The Food and Beverage Authority of Scotland, a trade body, estimates that seafood merchants are losing out on £ 1 million ($ 1.4 million) a day, keeping some businesses far from collapsing. Donna Fordyce, CEO of Seafood Scotland, said the price of many types of seafood destined for the EU market has fallen by between 40% and 50% as processors struggle to get the products into Europe.
“The losses in the sector are increasing and the situation is urgent,” she said in a statement last week.
One company, which normally ships 1 million pounds ($ 1.4 million) of seafood to the European Union every week, only managed to get 12,000 pounds ($ 16,300) of produce to the block last week and notified its 27 suppliers to stop fishing. .
“Getting everything out of the UK into the European Union is done by luck, not by design,” Fordyce said. This was inevitable given such a complex process that had been put together at the last minute.
After months of fraught negotiations, the United Kingdom and the European Union reached a post-Brexit trade agreement on December 24, leaving almost no time left for companies and customs officials to learn about the new rules that began on January 1.
“What they want us to do now is just impossible to work with live oysters. Timing, costs and paperwork, it’s crazy,” Alan Miller, owner of Aberdeen-based AM Shellfish, told CNN Business outside Downing Street on Monday.
If they don’t change [the process] He said many of these companies would cease to operate. And many of these hunting communities have been fishing for generations. What will they do?”
Speaking in Oxford on Monday, Johnson said British exporters would be compensated for losses caused by bureaucratic delays. He described the current issues as “problems in their early stages” and said that the government had set up a fund of 100 million pounds (136 million dollars) to help the British fishing industry to take advantage of “great opportunities”.
The prime minister also blamed the closure of restaurants in Europe for the drop in fish demand in the UK.
Problems in Scotland
South Edinburgh seafood company DR Collin & Sons sends one to two trucks a day to France each loaded with 150,000 pounds ($ 204,000) of live lobsters, crabs and langoustines. The company, which employs 200 people, has lost more than 90% of its revenue since Jan.1, according to transportation chief David Rosie.

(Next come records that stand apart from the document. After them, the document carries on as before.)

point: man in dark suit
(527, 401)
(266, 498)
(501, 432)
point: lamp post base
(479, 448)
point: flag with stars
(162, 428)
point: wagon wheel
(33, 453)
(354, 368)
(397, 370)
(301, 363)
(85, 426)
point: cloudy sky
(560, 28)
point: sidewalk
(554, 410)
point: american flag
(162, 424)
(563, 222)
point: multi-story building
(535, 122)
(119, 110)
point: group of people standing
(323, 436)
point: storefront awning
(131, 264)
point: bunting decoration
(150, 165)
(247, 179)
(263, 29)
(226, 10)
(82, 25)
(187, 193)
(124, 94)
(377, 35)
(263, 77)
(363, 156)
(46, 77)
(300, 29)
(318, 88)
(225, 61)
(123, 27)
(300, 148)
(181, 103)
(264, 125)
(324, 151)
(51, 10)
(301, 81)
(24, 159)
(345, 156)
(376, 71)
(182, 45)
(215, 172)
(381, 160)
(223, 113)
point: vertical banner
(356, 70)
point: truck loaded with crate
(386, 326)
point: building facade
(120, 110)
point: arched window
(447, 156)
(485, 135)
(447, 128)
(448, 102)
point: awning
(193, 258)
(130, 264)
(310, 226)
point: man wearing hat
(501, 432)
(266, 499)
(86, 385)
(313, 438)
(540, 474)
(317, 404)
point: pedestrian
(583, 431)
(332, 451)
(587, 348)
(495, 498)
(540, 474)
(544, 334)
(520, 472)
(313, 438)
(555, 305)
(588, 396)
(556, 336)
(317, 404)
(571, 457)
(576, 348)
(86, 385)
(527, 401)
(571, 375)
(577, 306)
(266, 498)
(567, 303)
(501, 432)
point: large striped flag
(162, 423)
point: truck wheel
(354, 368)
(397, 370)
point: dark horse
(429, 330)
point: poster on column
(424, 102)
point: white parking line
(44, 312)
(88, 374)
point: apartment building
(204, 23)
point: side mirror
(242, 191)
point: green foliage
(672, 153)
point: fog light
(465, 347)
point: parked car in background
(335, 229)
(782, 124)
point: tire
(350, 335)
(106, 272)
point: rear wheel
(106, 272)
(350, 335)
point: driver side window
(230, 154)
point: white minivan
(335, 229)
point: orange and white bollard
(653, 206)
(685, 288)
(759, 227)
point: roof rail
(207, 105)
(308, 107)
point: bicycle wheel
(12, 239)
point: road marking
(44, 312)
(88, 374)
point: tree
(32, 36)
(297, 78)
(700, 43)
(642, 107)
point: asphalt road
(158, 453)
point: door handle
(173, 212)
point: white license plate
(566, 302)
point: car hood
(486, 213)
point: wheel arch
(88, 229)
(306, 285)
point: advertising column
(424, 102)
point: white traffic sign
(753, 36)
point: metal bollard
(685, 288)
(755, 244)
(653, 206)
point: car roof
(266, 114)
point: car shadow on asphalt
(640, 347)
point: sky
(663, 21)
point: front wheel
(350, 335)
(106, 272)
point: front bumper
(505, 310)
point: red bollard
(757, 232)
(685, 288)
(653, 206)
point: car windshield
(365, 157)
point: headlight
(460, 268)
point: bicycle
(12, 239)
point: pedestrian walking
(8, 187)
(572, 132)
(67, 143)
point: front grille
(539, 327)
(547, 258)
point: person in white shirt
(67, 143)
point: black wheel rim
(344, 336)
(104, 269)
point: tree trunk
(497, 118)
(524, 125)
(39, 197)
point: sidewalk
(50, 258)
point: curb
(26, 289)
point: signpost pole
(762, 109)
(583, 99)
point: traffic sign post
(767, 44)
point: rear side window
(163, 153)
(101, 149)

“We’re one of the biggest companies, but it sure doesn’t look good going forward. For smaller companies, they have weeks, maybe days,” he told CNN Business.
After the truck drivers and factory workers filed, the 70-year-old was shipping more crabs to Asia by air freight than it was selling to its European neighbors. He added, “We sell more to China and the Far East than we sell to the European Union, and this is unheard of in the industry.”
Rosie said the company was unable to obtain the correct paperwork from the UK Revenue and Customs Authority to move its products through France. She had to send the catch back to the sea because she couldn’t get the products to customers quickly enough.
Some fishermen make a 72-hour round-trip across the North Sea to Denmark to speed up entry into Europe so that “their catch is already finding its way to the market while still fresh enough to satisfy customer demands,” according to the Scottish Fishermen’s Federation.
“Many in our industry now fear for their future,” said Elsbeth MacDonald, chief executive of the association, in a letter to Johnson on Friday. She added that the deal covering the fisheries was “very bad” and not what the British government had promised the industry.
Macmillan threatened to throw the rotten oysters outside the British Parliament buildings if he and other Scottish exporters were unable to get their products to market.
Will Goodley and Sarah Dean contributed to the reportG.